SEOUL, South Korea (Reuters) — South Korea will push for the return of hundreds of elderly prisoners of war held in North Korea for up to half a century, local media reported on Monday.
Seoul is already set to return 62 former North Korean prisoners under a deal signed in late June by Red Cross officials from the two Koreas. North and South Korea are still technically at war after their 1950-53 conflict ended in a truce.
"The government agreed to send back the 62 unconverted Communist spies to Pyongyang partly because we wanted to quicken the return of the South Korean prisoners of war," the English-language Korea Times quoted Unification Minister Park Jae-kyu as saying.
The return of South Korean POWs in the North will be one of the major topics of South-North ministerial talks scheduled for August 29-31, the Korea Times reported in its early Tuesday edition.

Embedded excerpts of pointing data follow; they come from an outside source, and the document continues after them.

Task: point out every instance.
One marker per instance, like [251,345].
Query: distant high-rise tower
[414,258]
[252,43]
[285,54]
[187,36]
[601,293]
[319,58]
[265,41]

According to a Defence Ministry report, there are 343 South Korean POWs still alive in the communist North.
The issue has drawn sharp criticism in the South because Seoul agreed to return the North Koreans without winning a similar promise from Pyongyang.
The agreement for repatriation followed the first-ever summit between leaders of the two countries in mid-June.
The summit also led to emotionally supercharged family reunions last week, with 100 families from each Korea meeting family members separated before and during the traumatic events of the Korean War.